We can specify with which mode JET is flying when running a script which imports
JET using the set_options
function:
jet.set_options(jet_mode=True,
debug=False,
no_merge=False,
draw_graph=False,
draw_graph_raw=False,
group_class=False,
group_func=False,
DTYPE=numpy.float64)
jet_mode
: Fly Mach 2 with JET. If this flag is not set JET will
run using NumPy instead.
debug
: Print what JET is doing. Every variable from the auto-
generated C++ code is printed in the console along
with an identifier from the auto-generated C++ code.
no_merge
If not set, JET will merge some operations such as
addition and multiplication into one execution statement
in the auto-generated C++ code.
draw_graph
: Draw the JET-graph. A dot graph of the JET-function is
stored in the 'jet-graph' folder.
draw_graph_raw
: Draw the raw jet-graph. A dot graph of the JET-
function is stored in the 'jet-graph' folder without
cleaning out the unused nodes.
group_class
: Group nodes from the same class in graph-drawing.
group_func
: Group nodes from the same function in the graph-
drawing.
DTYPE
: Basic float type such as numpy.float32
or numpy.float64
.
usage: jet [-h] [-c] [--install-dependencies] [-v]
optional arguments:
-h, --help show this help message and exit
-c, --clean delete all files generated by JET
--install-dependencies
install JET dependencies
-v, --version show version number
Dependency | Description |
---|---|
Armadillo | Currently, Armadillo is used as library for matrix operations.
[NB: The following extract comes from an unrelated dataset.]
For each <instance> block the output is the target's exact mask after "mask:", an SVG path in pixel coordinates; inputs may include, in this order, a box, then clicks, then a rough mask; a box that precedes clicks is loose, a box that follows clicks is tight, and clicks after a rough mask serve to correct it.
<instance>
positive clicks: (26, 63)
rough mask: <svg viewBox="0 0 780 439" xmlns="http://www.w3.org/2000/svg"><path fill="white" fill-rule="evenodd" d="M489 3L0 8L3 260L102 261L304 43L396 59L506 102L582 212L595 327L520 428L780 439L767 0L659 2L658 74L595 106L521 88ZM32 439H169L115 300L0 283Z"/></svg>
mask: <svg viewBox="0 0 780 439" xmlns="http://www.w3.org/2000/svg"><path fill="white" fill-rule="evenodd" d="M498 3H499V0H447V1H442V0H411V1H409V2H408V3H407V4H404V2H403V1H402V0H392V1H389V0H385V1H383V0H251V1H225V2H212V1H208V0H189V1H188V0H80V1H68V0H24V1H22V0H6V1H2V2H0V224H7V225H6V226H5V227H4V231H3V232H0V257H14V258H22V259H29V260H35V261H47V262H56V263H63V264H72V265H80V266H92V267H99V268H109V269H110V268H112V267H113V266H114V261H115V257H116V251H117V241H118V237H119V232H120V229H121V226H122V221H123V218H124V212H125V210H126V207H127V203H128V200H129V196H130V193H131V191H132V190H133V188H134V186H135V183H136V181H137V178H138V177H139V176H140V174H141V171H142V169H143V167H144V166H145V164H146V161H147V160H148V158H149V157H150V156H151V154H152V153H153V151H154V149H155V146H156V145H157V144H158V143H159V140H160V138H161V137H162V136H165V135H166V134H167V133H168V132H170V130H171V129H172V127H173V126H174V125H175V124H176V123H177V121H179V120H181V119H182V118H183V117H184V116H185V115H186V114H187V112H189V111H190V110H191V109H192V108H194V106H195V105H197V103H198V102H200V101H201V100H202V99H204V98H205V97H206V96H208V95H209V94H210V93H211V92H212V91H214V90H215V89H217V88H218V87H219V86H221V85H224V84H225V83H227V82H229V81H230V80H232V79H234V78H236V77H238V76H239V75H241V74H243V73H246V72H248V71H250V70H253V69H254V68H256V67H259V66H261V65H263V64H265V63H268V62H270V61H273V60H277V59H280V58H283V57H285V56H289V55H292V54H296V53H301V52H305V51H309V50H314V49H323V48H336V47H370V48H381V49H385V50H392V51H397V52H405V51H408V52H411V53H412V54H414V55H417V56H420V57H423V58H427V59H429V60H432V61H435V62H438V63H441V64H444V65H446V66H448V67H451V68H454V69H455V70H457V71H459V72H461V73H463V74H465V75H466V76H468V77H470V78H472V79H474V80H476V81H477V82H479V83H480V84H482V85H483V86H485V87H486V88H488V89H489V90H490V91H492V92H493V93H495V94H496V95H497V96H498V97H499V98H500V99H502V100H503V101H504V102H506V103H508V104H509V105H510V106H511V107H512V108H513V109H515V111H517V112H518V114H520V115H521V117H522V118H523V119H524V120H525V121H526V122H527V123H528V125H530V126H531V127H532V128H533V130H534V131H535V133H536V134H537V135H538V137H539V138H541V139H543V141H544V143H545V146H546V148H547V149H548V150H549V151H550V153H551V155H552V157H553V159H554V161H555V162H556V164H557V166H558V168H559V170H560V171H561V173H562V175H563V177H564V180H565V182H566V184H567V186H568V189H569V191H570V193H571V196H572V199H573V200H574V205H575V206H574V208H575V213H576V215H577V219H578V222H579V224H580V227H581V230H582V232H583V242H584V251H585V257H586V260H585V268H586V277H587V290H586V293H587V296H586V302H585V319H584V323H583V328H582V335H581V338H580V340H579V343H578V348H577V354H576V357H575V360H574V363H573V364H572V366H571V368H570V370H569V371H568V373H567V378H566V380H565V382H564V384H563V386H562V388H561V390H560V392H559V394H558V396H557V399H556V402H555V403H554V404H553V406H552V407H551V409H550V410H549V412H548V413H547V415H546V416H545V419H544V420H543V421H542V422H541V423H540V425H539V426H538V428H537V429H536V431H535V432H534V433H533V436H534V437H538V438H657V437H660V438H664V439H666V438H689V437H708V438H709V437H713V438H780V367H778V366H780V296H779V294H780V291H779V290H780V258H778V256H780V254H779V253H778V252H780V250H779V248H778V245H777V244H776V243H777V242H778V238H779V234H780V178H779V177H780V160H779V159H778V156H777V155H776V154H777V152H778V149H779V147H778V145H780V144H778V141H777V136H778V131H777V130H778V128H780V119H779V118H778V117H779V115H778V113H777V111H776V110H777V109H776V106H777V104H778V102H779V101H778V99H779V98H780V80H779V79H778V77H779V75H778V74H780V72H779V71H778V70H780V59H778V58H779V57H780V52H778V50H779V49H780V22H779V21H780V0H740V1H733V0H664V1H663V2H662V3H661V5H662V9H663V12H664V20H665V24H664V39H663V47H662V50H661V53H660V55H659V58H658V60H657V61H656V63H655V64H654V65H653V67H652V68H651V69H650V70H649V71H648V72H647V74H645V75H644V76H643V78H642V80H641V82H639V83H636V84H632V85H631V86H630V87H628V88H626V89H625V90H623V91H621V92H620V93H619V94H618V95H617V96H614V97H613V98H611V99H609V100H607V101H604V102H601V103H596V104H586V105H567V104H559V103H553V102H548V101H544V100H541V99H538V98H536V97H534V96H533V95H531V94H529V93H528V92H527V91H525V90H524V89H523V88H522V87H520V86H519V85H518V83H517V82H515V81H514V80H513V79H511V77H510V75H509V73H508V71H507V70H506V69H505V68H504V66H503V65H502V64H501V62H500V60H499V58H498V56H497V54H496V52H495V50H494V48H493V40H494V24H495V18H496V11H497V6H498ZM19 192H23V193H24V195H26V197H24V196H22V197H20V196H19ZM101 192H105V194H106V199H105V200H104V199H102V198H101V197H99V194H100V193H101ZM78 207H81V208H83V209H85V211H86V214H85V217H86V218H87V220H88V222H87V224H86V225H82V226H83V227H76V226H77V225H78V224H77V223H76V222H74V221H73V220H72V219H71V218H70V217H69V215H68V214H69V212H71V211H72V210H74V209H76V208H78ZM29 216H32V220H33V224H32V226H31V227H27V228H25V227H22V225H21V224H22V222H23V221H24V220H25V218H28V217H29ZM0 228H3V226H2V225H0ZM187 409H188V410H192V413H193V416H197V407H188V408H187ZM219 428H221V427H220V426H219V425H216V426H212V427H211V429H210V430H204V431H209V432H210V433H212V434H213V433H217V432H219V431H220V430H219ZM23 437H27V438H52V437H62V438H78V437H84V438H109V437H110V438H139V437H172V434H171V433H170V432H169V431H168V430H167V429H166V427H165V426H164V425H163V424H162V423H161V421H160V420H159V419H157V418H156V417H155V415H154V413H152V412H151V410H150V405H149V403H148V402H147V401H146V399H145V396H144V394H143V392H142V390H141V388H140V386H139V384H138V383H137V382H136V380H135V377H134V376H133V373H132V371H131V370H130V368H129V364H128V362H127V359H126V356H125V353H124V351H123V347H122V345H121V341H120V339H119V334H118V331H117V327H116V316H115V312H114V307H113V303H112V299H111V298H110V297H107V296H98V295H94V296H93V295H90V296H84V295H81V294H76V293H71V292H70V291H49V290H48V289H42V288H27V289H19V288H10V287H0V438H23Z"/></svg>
It gets automatically installed when building the package with Catkin |
CMake | Tool required to build Armadillo |
BLAS and LAPACK | Linear algebra libraries required by Armadillo |
PyGraphviz | Graph visualization tool is used to create a .dot-file representation of JET's computation graph |
Graphviz | Required by PyGraphviz |
NetworkX | JET's computation graph is stored using NetworkX. |
ClangFormat | Used to auto-format the C++ code |
When you compile a graph, the first thing that happens is that all nodes that lead to the specified outputs are collected. Then they are topologically sorted, which makes sure that all operations appear in the correct order. One simple optimization happens, which merges specific operations together to make use of Armadillos lazy evaluation strategy.
Internally, pybind11 and cppimport are used to generate the C++ to Python glue.